Goldberg J B, Coyne M J, Neely A N, Holder I A
Channing Laboratory, Department of Medicine, Brigham and Women's Hospital, Harvard Medical School, Boston, Massachusetts 02115, USA.
Infect Immun. 1995 Oct;63(10):4166-9. doi: 10.1128/iai.63.10.4166-4169.1995.
The virulence of wild-type Pseudomonas aeruginosa PAO1 and that of a genetically defined algC mutant, PAO1 algC::tet, were compared in a burned-mouse model of infection. Unlike PAO1, PAO1 algC::tet was avirulent, grew less well in the eschar, and did not disseminate to the liver of challenged animals. We have previously shown that the P. aeruginosa algC gene is required for biosynthesis of alginate and lipopolysaccharide (M.J. Coyne, Jr., K.S. Russell, C.L. Coyle, and J.B. Goldberg, J. Bacteriol. 176:3500-3507, 1994). In order to determine whether the alginate or lipopolysaccharide (LPS) defect was responsible for the avirulence of this strain, we constructed a strain with a mutation in an alginate-specific gene, algD. PAO1-algD was virulent in the burned-mouse model, thus implicating the LPS defect in PAO1 algC::tet as the relevant alteration responsible for the avirulence of this strain.

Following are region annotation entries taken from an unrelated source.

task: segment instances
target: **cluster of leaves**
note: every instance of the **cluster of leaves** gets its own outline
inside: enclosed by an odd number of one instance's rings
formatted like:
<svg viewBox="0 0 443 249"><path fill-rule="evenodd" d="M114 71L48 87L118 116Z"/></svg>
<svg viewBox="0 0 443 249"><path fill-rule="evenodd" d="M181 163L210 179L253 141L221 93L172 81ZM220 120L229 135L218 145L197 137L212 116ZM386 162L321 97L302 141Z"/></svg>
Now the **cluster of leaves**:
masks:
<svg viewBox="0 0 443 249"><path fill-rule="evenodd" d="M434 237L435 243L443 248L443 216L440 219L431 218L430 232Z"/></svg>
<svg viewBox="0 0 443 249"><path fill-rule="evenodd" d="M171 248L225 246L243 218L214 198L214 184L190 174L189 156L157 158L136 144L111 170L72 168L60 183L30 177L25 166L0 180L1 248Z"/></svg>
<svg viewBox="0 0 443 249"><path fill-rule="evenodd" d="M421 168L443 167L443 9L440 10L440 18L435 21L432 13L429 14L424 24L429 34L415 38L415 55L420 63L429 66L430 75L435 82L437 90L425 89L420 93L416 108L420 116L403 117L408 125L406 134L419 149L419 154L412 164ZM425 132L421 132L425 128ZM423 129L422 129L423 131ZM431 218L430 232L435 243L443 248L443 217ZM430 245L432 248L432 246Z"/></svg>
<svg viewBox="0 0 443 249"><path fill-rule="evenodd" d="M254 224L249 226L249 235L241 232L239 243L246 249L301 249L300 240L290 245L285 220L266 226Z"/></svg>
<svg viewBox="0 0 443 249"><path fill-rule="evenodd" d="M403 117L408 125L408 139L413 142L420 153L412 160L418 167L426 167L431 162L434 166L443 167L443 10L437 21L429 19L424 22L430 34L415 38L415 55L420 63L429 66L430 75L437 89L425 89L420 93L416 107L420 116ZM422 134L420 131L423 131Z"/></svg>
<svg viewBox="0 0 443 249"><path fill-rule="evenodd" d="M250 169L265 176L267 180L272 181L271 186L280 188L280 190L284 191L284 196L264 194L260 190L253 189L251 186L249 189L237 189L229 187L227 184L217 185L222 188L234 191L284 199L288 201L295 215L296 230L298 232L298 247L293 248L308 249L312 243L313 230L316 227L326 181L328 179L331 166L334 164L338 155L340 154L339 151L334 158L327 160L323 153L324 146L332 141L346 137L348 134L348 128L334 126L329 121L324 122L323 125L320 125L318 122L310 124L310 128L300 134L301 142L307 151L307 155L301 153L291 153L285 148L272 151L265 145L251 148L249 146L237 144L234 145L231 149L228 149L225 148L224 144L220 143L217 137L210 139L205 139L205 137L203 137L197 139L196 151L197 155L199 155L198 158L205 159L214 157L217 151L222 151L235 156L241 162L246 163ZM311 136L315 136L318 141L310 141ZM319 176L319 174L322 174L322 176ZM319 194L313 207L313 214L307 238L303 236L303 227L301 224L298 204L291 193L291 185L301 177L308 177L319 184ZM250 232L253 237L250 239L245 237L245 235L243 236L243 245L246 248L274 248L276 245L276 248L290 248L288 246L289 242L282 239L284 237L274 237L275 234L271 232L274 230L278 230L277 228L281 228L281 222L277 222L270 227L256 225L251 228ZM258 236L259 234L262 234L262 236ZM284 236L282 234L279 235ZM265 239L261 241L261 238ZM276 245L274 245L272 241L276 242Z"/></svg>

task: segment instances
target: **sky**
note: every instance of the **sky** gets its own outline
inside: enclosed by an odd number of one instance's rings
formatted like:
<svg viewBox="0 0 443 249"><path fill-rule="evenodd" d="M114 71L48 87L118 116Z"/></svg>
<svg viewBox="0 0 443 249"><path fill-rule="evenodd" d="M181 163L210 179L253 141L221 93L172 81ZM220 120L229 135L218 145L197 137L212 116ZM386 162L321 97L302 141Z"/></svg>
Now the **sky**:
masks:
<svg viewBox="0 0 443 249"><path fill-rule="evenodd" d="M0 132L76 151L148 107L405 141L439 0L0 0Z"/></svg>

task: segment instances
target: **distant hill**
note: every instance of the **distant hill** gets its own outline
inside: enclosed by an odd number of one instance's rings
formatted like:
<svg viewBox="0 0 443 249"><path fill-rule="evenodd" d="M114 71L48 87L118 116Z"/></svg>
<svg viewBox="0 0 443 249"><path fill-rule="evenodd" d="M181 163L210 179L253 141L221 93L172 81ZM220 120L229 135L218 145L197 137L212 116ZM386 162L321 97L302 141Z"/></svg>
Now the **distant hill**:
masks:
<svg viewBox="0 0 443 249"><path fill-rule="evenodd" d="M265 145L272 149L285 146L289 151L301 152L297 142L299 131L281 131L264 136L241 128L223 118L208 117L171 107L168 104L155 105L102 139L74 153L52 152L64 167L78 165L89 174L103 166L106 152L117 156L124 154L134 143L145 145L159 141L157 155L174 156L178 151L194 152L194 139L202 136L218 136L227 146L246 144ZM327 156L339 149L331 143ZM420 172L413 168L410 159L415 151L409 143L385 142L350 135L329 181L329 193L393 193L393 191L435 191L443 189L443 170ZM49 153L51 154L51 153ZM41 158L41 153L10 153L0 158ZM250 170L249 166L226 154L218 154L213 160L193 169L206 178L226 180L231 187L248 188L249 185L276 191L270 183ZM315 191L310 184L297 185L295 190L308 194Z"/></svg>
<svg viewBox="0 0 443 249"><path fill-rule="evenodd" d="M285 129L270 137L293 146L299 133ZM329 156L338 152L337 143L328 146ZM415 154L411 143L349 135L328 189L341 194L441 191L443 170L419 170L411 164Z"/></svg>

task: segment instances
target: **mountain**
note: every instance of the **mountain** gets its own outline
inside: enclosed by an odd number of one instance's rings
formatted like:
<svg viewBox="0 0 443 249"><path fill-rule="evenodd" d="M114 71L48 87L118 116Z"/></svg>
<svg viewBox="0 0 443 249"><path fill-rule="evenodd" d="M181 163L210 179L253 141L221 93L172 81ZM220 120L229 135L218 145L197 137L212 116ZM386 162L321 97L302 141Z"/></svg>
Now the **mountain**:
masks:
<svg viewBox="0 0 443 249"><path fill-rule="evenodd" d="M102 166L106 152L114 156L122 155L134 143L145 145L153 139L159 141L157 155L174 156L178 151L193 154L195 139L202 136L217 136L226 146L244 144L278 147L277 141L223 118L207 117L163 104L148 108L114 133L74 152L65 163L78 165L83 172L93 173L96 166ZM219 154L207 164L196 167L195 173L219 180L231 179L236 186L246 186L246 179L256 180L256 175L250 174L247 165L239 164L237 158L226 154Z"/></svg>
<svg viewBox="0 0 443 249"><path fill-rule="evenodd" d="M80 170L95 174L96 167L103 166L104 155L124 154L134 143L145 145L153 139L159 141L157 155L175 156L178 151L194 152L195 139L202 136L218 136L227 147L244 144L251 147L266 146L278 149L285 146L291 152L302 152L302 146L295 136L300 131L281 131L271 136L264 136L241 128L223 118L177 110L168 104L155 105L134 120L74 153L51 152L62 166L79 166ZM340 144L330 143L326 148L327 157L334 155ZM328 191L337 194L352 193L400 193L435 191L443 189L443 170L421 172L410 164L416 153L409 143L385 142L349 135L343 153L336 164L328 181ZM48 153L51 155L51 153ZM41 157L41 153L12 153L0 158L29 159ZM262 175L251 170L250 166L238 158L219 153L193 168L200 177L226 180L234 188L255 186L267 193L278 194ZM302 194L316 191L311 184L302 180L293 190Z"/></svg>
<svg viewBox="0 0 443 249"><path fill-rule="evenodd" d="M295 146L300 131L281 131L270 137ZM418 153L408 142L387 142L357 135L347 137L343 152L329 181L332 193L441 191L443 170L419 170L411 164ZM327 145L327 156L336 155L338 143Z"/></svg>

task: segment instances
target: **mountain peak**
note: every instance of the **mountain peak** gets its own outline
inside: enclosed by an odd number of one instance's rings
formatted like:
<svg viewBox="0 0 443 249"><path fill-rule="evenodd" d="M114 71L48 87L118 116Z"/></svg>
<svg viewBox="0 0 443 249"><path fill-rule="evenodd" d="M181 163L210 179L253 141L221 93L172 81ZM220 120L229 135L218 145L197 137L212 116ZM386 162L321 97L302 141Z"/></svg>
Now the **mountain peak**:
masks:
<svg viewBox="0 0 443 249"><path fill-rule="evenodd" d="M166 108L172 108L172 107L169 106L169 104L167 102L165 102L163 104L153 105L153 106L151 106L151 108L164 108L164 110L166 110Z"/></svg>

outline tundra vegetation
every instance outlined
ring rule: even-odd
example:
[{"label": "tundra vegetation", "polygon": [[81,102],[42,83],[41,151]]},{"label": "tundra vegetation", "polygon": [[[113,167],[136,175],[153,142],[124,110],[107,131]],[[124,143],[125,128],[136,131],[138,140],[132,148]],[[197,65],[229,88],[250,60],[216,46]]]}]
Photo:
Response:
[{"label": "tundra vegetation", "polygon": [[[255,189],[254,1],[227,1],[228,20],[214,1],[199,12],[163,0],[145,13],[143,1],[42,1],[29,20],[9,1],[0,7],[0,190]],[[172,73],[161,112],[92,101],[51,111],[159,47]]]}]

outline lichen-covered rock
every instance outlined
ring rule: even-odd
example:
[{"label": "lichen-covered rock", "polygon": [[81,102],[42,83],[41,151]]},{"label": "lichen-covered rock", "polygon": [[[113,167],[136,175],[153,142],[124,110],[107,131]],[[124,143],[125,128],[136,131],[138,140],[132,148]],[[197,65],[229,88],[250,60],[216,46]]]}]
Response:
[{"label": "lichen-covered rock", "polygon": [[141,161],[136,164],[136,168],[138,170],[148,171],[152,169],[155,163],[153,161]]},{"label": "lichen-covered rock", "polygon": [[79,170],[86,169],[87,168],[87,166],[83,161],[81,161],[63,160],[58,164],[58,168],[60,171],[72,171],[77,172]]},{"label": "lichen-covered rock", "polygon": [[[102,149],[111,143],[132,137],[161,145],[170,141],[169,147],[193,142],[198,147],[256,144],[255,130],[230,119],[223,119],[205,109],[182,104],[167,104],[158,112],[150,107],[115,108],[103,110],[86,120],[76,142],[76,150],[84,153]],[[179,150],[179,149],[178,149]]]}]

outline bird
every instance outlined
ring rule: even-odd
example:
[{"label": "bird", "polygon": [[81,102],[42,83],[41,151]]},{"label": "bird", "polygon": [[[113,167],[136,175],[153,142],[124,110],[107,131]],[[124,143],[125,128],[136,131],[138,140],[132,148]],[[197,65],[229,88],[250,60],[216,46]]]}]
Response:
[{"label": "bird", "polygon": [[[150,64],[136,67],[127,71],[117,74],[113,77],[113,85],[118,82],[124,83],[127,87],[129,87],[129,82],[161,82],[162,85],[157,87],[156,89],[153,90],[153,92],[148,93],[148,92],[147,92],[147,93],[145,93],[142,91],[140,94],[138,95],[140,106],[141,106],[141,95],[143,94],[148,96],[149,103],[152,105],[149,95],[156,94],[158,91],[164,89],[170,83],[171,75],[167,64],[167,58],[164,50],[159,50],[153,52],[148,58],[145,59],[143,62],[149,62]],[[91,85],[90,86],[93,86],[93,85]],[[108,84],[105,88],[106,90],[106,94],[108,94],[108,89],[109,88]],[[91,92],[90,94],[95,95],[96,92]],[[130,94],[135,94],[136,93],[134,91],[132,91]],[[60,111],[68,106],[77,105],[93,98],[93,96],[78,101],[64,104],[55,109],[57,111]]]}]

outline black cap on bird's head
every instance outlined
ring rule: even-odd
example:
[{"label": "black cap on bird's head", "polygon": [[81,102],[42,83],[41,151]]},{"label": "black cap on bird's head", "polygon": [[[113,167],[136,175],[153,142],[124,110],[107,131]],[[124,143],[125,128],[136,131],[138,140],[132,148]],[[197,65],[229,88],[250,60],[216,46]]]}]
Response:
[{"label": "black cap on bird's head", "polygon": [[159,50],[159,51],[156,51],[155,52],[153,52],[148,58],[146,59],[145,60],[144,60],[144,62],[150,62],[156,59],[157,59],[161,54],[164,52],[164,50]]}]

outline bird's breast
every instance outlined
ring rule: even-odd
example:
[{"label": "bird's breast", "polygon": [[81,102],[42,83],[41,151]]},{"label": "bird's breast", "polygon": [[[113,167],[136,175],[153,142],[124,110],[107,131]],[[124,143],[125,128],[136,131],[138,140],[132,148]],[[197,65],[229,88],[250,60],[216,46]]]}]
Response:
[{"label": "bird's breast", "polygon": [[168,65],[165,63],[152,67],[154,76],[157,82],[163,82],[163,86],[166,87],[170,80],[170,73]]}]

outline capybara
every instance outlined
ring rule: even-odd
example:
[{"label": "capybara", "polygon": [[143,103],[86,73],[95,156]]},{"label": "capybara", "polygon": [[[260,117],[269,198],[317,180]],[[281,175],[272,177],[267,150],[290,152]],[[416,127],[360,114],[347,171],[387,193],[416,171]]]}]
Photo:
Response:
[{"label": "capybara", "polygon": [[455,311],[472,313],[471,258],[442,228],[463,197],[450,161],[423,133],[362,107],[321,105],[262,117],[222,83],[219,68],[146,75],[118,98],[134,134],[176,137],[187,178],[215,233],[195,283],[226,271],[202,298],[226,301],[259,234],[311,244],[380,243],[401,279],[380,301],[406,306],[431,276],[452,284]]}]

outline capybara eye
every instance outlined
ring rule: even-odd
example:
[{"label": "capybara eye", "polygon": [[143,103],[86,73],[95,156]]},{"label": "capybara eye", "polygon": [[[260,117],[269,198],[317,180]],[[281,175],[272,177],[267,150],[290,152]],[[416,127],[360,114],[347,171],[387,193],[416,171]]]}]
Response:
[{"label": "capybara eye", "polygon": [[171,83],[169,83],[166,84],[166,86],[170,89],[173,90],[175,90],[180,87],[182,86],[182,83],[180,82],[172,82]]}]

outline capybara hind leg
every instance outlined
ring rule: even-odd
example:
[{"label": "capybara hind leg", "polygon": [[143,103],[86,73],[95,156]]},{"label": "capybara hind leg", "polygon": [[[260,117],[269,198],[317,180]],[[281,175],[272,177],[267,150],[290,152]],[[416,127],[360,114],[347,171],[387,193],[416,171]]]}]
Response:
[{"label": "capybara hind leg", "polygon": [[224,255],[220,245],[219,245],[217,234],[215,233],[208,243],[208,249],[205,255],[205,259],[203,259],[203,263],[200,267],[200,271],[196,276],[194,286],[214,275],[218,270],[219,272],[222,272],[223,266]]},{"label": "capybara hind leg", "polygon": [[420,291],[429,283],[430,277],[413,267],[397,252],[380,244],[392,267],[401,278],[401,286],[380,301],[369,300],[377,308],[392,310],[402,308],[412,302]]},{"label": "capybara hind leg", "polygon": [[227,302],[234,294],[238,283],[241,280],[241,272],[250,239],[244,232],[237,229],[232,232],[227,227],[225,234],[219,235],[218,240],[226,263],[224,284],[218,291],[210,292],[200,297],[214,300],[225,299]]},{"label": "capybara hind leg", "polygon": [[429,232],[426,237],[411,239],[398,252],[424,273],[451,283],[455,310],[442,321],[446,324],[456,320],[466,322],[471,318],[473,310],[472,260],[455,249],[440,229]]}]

在烧伤小鼠感染模型中,对野生型铜绿假单胞菌PAO1和基因明确的algC突变体PAO1 algC::tet的毒力进行了比较。与PAO1不同,PAO1 algC::tet无毒力,在焦痂中生长较差,并且不会扩散到受攻击动物的肝脏。我们之前已经表明,铜绿假单胞菌algC基因是藻酸盐和脂多糖生物合成所必需的(M.J. Coyne, Jr., K.S. Russell, C.L. Coyle, and J.B. Goldberg, J. Bacteriol. 176:3500 - 3507, 1994)。为了确定藻酸盐或脂多糖(LPS)缺陷是否是该菌株无毒力的原因,我们构建了一个在藻酸盐特异性基因algD中发生突变的菌株。PAO1-algD在烧伤小鼠模型中具有毒力,因此表明PAO1 algC::tet中的LPS缺陷是导致该菌株无毒力的相关改变。